Back to Contents In 1305 King Edward I granted "to Sir Henry de Kyghelay and his heirs, the right for a weekly market on Wednesdays at their manor of Kyghelay in the county of York; and of a yearly fair, on the eve, the feast and the morrow of Saints Simon & Jude (28th October); also of free warren (the right to keep rabbits, then a luxury) in all the demesne lands of the said manor".
Bingley Church was founded in 1120 by William Paganell (who also founded Drax Priory and other Churches) but it has an older fragment of Anglian cross; Colne Church was built (along with Burnley and Clitheroe) as a chapelry of Whalley by Robert de Lacy (2nd Baron of Pontefract 1089-1115) to stamp his authority on his new territory.

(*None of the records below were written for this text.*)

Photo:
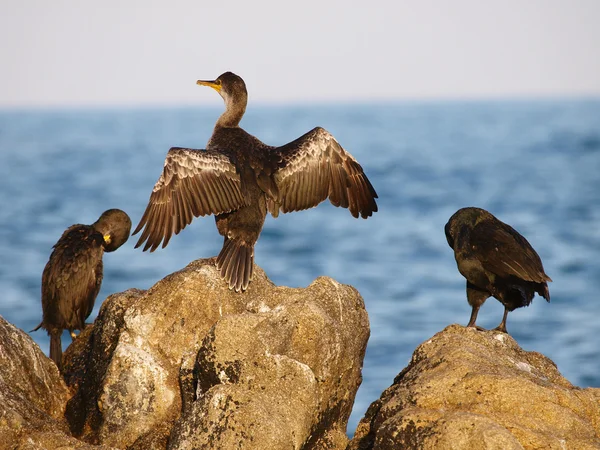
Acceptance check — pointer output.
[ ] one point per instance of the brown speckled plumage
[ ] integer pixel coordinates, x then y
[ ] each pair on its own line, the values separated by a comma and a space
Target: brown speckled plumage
496, 261
239, 179
73, 275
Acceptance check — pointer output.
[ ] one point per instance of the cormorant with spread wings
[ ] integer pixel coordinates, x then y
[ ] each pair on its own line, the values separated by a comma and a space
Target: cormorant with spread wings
496, 261
239, 179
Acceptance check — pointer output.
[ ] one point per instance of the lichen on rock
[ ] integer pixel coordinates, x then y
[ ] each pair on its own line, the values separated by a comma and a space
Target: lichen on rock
467, 389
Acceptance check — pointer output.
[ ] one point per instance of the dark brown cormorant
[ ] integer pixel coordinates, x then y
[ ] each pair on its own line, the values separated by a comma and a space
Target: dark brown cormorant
496, 260
239, 179
73, 275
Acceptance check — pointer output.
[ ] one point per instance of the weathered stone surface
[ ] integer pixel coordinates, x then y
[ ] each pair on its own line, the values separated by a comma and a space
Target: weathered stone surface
467, 389
32, 396
273, 367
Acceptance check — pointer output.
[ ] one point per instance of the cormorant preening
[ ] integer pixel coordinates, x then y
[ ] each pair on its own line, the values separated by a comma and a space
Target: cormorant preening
239, 179
73, 275
496, 260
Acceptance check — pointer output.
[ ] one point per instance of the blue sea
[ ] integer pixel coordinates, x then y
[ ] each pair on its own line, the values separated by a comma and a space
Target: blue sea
534, 164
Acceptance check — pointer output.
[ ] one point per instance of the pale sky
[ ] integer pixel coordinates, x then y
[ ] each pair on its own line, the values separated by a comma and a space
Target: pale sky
71, 53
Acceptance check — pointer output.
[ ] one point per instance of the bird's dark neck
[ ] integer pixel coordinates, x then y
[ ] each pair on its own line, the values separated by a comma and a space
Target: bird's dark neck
234, 111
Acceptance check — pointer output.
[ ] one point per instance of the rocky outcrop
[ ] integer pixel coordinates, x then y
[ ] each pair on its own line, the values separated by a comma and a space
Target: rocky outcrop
467, 389
191, 364
32, 396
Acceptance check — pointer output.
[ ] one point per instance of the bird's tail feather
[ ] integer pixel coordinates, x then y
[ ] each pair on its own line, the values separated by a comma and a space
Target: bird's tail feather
235, 263
56, 348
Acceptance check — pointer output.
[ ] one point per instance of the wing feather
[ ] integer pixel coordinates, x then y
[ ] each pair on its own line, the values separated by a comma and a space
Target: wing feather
315, 167
193, 183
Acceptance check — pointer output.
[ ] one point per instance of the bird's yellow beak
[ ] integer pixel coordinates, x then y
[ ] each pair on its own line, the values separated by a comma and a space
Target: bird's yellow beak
216, 85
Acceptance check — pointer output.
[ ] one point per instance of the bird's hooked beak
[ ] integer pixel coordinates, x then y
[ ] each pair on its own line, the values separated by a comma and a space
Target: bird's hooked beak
215, 84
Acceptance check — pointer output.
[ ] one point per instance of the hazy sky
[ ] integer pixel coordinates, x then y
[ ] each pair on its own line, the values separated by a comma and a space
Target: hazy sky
75, 52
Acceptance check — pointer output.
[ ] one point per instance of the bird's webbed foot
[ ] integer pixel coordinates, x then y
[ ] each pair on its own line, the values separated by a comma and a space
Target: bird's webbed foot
477, 327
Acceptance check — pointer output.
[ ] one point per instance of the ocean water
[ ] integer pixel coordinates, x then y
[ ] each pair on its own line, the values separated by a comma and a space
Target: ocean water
534, 164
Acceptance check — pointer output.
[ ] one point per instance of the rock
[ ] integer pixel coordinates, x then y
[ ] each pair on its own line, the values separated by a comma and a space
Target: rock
191, 364
467, 389
32, 396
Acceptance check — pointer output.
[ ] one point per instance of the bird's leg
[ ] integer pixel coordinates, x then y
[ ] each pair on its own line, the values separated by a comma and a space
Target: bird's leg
473, 318
476, 298
502, 326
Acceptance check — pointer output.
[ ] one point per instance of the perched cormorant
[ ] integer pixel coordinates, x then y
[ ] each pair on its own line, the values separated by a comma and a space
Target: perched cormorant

Haworth Church was a chapelry of Bradford (built in 1070, also by the de Lacys) until 1879; it is first mentioned in a decree of 1317 compelling the (lay) Rector and Vicar of Bradford and freeholders of Haworth to pay the chaplain as "from ancient times".
Viking supremacy in Northumbria continued until the year 954.
Before the 11th Century, the Anglo-Saxon Church was based on semi-monastic minsters, whence monks or priests would visit the surrounding settlements to preach.
The earliest record of Christianity in the area round Keighley dates from 867 AD, when Archbishop Wulfhere of York fled from marauding Danes to Addingham, where he had a manor as part of his Otley estate.